Hint: Renaming "__time_t" to "Timettypedef" [User]
Hint: Renaming "ptr" to "ptrarg" [User]
Hint: Renaming "is" to "isarg" [User]
Hint: Renaming "ptr" to "ptrarg" [User]
Hint: Renaming "ptr" to "ptrarg" [User]

output

GEOS version: 3.10.2
PROJ version: 8.2.1
geometry.gGetGeometryType() = wkbPoint
geometry.gGetGeometryName() = POINT
json = { "type": "Point", "coordinates": [ 2.0, 1.0 ] }
PMunch commented 7 months ago

This code has a slight issue, it won't properly handle name collisions. For anyone who didn't follow the IRC discussion when this came up the reason why sanitizeName calls nimIdentNormalize is so that the hash table lookup of names is guaranteed to get identifiers which will collide in Nim (but which might not collide in C because it's case and underscore sensitive). The proper workaround for this is to still use the normalized name in these data-structures but change to storing the original (or anycased) names and normalizing them when doing lookups.

As a motivating example I wrote a test case in the normalize branch which shows off the kind of thing the current solution was meant to handle.
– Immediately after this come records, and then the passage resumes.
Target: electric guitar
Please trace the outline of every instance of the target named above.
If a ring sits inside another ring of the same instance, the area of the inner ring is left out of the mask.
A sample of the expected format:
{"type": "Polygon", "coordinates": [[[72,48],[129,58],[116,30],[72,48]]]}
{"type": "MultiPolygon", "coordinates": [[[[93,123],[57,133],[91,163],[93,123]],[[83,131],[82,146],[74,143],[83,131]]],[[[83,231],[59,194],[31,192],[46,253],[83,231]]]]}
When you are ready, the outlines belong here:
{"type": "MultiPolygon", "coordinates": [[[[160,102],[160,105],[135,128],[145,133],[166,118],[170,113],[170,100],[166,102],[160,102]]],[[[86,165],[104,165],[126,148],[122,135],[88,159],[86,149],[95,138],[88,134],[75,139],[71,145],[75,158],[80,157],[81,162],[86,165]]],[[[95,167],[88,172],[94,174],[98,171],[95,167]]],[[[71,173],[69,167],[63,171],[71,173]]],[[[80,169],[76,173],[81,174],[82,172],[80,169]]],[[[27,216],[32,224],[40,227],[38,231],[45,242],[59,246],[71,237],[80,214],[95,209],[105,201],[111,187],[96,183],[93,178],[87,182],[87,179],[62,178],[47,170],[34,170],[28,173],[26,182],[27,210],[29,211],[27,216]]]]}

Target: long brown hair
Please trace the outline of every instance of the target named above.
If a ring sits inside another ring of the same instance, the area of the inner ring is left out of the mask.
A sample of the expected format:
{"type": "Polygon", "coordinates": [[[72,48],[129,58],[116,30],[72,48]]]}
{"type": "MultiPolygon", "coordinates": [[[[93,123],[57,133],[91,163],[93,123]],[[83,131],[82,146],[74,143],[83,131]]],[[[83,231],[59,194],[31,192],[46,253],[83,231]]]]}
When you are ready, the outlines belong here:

It tries to wrap this perfectly valid (albeit a bit extreme) C header file:

#define my_var 1
#define myVar 2
#define myvar 3
#define MYVAR 4
#define MY_VAR 5
#define MyVar 6
#define My_Var 7

The current version wraps this fine and renames fields to avoid collisions as we can see in the output:

/home/peter/Projects/futhark/src/futhark.nim(190, 5) Hint: Renaming "myVar" to "myvarconst" [User]
/home/peter/Projects/futhark/src/futhark.nim(190, 5) Hint: Renaming "myvar" to "myvarconst00000000C690172C" [User]
/home/peter/Projects/futhark/src/futhark.nim(190, 5) Hint: Renaming "MY_VAR" to "Myvarconst" [User]
/home/peter/Projects/futhark/src/futhark.nim(190, 5) Hint: Renaming "MyVar" to "Myvarconst000000002E4AA817" [User]
/home/peter/Projects/futhark/src/futhark.nim(190, 5) Hint: Renaming "My_Var" to "Myvarconst00000000038D4D97" [User]

The names get appended some information before falling back to a hash of the original identifier.
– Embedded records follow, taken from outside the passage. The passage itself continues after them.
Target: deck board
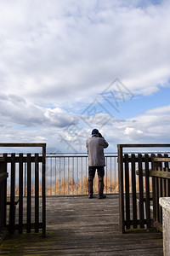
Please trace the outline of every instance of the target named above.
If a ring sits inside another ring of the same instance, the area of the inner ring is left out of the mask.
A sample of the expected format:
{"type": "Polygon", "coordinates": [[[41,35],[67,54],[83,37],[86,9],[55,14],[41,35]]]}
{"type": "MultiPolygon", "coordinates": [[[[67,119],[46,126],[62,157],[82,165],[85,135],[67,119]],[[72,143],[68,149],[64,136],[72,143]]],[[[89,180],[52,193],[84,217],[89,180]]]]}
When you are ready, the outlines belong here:
{"type": "Polygon", "coordinates": [[[121,234],[118,195],[47,198],[47,236],[9,236],[0,247],[5,255],[163,255],[162,234],[121,234]]]}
With your version of sanitizeName we instead see this output:

/home/peter/Projects/futhark/src/futhark.nim(197, 5) Hint: Renaming "myVar" to "MyVarconst" [User]
/home/peter/Projects/futhark/src/futhark.nim(197, 5) Hint: Renaming "MY_VAR" to "MyVarconst00000000AEC77163" [User]
/home/peter/Projects/futhark/src/futhark.nim(197, 5) Hint: Renaming "MyVar" to "MyVarconst000000002E4AA817" [User]
/home/peter/Projects/futhark/src/futhark.nim(197, 5) Hint: Renaming "My_Var" to "MyVarconst00000000038D4D97" [User]
/home/peter/Projects/futhark/src/futhark.nim(908, 3) Hint: Caching Futhark output in /home/peter/.cache/nim/tnormalize_d/futhark_33DDD4433451E496.nim [User]
/home/peter/Projects/futhark/src/futhark.nim(141, 21) Hint: Declaration of Myvar already exists, not redeclaring [User]
/home/peter/Projects/futhark/src/futhark.nim(141, 21) Hint: Declaration of MYVAR already exists, not redeclaring [User]
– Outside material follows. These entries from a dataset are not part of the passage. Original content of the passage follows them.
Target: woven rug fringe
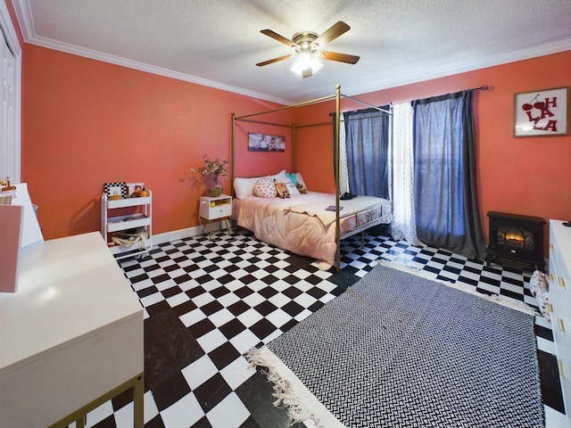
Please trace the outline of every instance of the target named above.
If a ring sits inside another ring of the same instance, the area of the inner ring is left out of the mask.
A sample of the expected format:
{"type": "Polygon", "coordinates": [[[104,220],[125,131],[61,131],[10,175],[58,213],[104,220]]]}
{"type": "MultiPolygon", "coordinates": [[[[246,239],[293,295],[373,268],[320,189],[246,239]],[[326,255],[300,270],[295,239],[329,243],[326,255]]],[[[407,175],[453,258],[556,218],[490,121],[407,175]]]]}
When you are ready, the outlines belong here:
{"type": "Polygon", "coordinates": [[[283,403],[287,408],[288,426],[308,420],[317,428],[344,426],[267,347],[252,349],[244,356],[250,363],[249,367],[262,367],[262,373],[274,383],[273,396],[277,399],[273,404],[278,407],[283,403]]]}
{"type": "Polygon", "coordinates": [[[416,275],[417,276],[421,276],[423,278],[430,279],[431,281],[434,281],[435,283],[440,283],[444,285],[448,285],[449,287],[455,288],[457,290],[460,290],[465,292],[469,292],[470,294],[474,294],[475,296],[478,296],[482,299],[485,299],[486,300],[493,301],[500,305],[505,306],[507,308],[510,308],[515,310],[519,310],[520,312],[524,312],[527,315],[540,315],[537,310],[535,310],[531,306],[524,303],[523,301],[516,300],[515,299],[511,299],[506,296],[498,296],[492,295],[488,296],[486,294],[483,294],[481,292],[476,292],[475,289],[469,287],[468,285],[463,285],[461,284],[456,284],[450,281],[443,281],[440,279],[436,279],[426,271],[417,269],[415,268],[410,268],[408,266],[401,265],[396,262],[389,262],[385,260],[379,260],[379,265],[386,266],[387,268],[392,268],[393,269],[401,270],[402,272],[406,272],[411,275],[416,275]]]}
As we can see it doesn't properly rename all the identifiers, and some of them are aliased together in the wrapper making #define myvar 3 and #define MYVAR 4 now point to #define my_var 1. This means that these values are not possible to get with the wrapper, and with --nodeclguards the code fails to compile at all because of the re-definition.